Палаты кремлевских больниц, как правило, бывали на двоих, но для начальников довольно высокого ранга — на одного. Им ставили телефон, чтобы могли руководить прямо из палаты.
О врачах кремлевской больницы ходили афоризмы: «Полы паркетные — врачи анкетные». После «дела врачей», несмотря на то что «врачи-убийцы» были оправданы, на работу в кремлевскую больницу и поликлинику неохотно брали евреев и евреек, предпочитая любые другие национальности, особенно русскую. Еще обязательным для анкетного врача было: членство в партии, отсутствие родственников за рубежом и, конечно, отсутствие судимости.
Обращение медицинского персонала в поликлинике и больнице было самое вежливое, даже ласковое. Врачи писали в историях болезни массу не всегда обязательных подробностей — не только с намерением наиболее полно отразить картину болезни, но и с подспудной целью: максимально обезопасить себя в случае какой-либо катастрофы с больным. Каждый врач отчетливо понимал общественное положение каждого больного и относился к каждому соответственно положению.
Помню, я лежала в палате со старушкой, персональной пенсионеркой, прежде работавшей в обслуживающих Кремль структурах. К нам обоим не было подчеркнутого внимания. Мне это нравилось, а старушка обижалась:
— Мы с тобой черная кость.
Однажды вечером, как это и полагалось, в палату зашла дежурный врач, приятного вида молодая женщина.
Старушка весь день плохо себя чувствовала.
— Как состояние, все ли в порядке, — невопросительно сказала врач, ни к кому определенно не обращаясь.
— Очень плохо. Весь день болит голова. Кружится. Еле встаю к столу. И давление надо бы измерить, — говорила старушка, а я смотрела на врача и видела: всеми своими мыслями эта женщина где-то не здесь.

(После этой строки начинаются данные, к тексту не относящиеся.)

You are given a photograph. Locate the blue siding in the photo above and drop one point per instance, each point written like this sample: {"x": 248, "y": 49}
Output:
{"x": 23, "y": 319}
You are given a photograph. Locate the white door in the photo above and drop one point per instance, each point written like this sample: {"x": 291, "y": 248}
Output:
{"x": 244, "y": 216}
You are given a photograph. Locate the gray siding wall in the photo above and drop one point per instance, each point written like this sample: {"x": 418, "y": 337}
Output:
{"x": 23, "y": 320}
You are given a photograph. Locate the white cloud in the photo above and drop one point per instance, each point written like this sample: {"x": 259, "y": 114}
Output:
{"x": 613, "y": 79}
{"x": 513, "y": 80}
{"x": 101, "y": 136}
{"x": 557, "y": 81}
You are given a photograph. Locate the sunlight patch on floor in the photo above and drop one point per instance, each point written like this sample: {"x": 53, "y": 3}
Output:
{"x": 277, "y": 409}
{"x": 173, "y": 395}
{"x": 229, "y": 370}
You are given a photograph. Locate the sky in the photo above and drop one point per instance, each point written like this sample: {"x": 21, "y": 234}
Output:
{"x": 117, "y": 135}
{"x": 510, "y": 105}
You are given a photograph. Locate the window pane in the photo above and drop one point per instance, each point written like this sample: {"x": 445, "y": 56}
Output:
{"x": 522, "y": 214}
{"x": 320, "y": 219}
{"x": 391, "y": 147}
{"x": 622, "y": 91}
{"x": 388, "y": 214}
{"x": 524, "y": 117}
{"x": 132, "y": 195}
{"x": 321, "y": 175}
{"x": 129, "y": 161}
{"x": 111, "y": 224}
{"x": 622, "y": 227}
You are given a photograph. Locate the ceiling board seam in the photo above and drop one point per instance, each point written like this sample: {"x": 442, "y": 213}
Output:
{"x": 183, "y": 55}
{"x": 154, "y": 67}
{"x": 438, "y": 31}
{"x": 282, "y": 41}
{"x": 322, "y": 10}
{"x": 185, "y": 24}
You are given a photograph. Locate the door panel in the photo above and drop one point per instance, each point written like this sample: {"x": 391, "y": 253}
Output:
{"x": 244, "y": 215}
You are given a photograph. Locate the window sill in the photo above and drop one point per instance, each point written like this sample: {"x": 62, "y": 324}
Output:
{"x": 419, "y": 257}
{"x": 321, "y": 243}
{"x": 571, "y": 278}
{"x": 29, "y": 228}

— Ну что ж, значит, все в порядке, — дежурно улыбнулась она, когда старушка завершила свои жалобы, — желаю вам спокойной ночи.
И вышла.
— Ты видела? — возмутилась старушка. — Она даже не слышала, что я ей говорю!
И все-таки поликлиника и больницы Кремля были на много порядков выше обычных поликлиник и больниц.
Владельцы кремлевских карточек часто, если не были слишком больны, просто отдыхали там, подлечивались, укрепляли здоровье, а иногда и пересиживали неприятности по работе.
Но если оказывалась нужна серьезная консультация лучшего специалиста, то его приглашали из обыкновенной больницы или научного института, где он работал и славился на всю Москву. Тут уж не имели значения ни национальность, ни партийность.
В кремлевской поликлинике и больницах было еще одно удобство: всегда в наличии любые лекарства, из любых стран мира. Бесплатные в больнице или дешевые в поликлинике. Их раздавали щедро. Моя мама, не любившая «эту лечебную химию», всегда говорила: «Дают три таблетки, съешь одну и последи, не стало ли тебе после нее хуже».